MaxPlanckForschung - Das Wissenschaftsmagazin der Max-Planck-Gesellschaft 2/2016

Der Preis der Unsicherheit

von Mechthild Zimmermann


Europa befindet sich im Dauerkrisenmodus: Zur Schuldenkrise, die seit Jahren andauert, kommt inzwischen ein Mangel an Solidarität und Vertrauen. Den Ursprung der instabilen Lage sehen einige Sozialwissenschaftler in der marktfördernden Ausrichtung der Politik ab den 1970er-Jahren. Am Max Planck Sciences Po Center in Paris geht das Team um Jenny Andersson und Olivier Godechot der Frage nach, wie Gesellschaften mit Instabilität umgehen.


Deutschland im Jahr 2016. Rosige Zeiten für das Land: Die Arbeitslosigkeit ist so niedrig wie seit Jahrzehnten nicht mehr. Großzügige Tarifabschlüsse lassen die Gehälter wachsen, auch die Renten steigen spürbar. In den öffentlichen Haushalten steht mehr Geld zur Verfügung als jemals zuvor.
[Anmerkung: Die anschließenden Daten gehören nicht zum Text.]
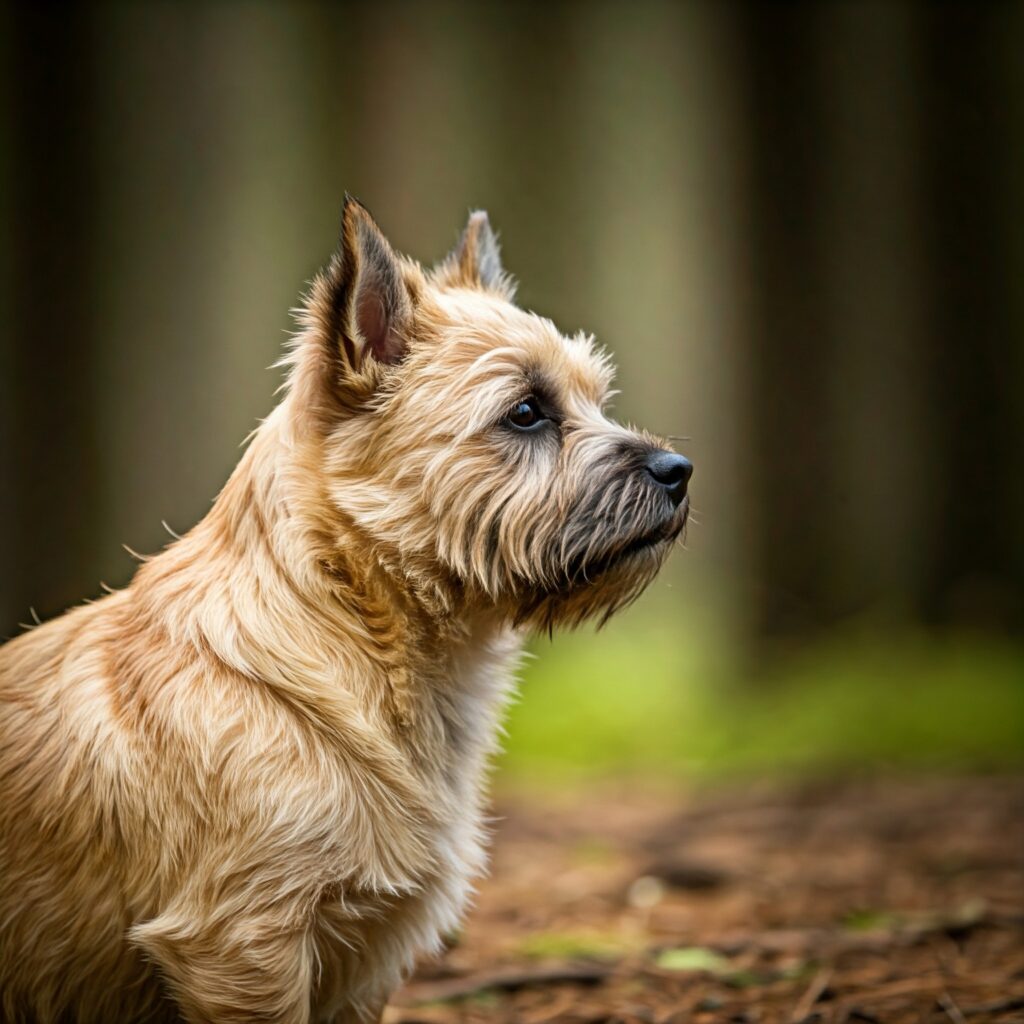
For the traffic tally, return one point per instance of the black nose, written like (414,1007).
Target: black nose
(672,471)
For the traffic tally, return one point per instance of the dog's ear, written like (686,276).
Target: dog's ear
(476,260)
(371,305)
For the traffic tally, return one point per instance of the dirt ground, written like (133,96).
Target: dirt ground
(868,902)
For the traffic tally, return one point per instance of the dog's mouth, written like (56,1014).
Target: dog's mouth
(664,534)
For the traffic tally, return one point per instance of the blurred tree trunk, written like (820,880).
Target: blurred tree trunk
(884,374)
(49,332)
(976,569)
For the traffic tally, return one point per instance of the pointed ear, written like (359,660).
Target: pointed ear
(476,260)
(371,304)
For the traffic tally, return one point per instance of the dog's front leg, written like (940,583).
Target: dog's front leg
(230,964)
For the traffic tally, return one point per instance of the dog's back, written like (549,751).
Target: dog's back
(64,915)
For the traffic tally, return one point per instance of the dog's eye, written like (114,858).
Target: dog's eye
(526,415)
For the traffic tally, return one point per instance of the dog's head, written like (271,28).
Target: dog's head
(468,440)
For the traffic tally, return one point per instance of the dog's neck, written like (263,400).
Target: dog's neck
(276,593)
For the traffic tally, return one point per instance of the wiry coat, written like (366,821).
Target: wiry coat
(248,787)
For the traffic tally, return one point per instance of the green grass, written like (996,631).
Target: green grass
(650,697)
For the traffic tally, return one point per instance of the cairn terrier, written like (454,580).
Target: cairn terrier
(248,787)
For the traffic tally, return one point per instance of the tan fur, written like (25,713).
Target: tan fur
(248,787)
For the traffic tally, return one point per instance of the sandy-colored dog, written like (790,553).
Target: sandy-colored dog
(248,787)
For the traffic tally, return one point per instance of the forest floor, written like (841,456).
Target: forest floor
(858,902)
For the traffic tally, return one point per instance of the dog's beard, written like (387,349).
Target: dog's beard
(606,553)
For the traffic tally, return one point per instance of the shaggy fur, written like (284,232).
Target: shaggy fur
(248,787)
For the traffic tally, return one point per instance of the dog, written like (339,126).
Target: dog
(249,786)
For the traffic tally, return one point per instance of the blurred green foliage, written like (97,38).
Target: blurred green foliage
(659,696)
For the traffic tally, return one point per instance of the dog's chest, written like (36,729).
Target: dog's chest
(456,726)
Die Kriminalität ist auf einem niedrigen Stand: Im Vergleich zur Mitte der 1990er-Jahre ist die Zahl der Raubüberfälle und Diebstähle um fast ein Drittel gesunken, die der Morde sogar um knapp die Hälfte.

Deutschland im Jahr 2016. Die Stimmung ist pessimistisch: Angst vor wirtschaftlichem Abstieg, Neid und Misstrauen gegenüber denen "da oben" in Politik, Wirtschaft und Medien prägen einen beträchtlichen Teil der Gesellschaft. Im Internet kursieren Verschwörungstheorien, Politiker werden bedroht. Der Absatz von Pfefferspray und Schreckschusspistolen steigt rasant. Die rechtspopulistische "Alternative für Deutschland" fährt in drei Bundesländern Wahlergebnisse von mehr als zwölf Prozent ein.

Deutschland ist keine Ausnahme. In vielen Teilen Europas wachsen Unsicherheit und Frustration und mit ihnen die Sehnsucht nach einfachen politischen Antworten, wie sie populistische Politiker verschiedener Couleur liefern. Dies gilt für wirtschaftlich schwächelnde Nationen in Ost- und Südeuropa ebenso wie für Österreich, die Schweiz oder prosperierende nordeuropäische Länder. Woher kommen die Enttäuschung und die Verunsicherung?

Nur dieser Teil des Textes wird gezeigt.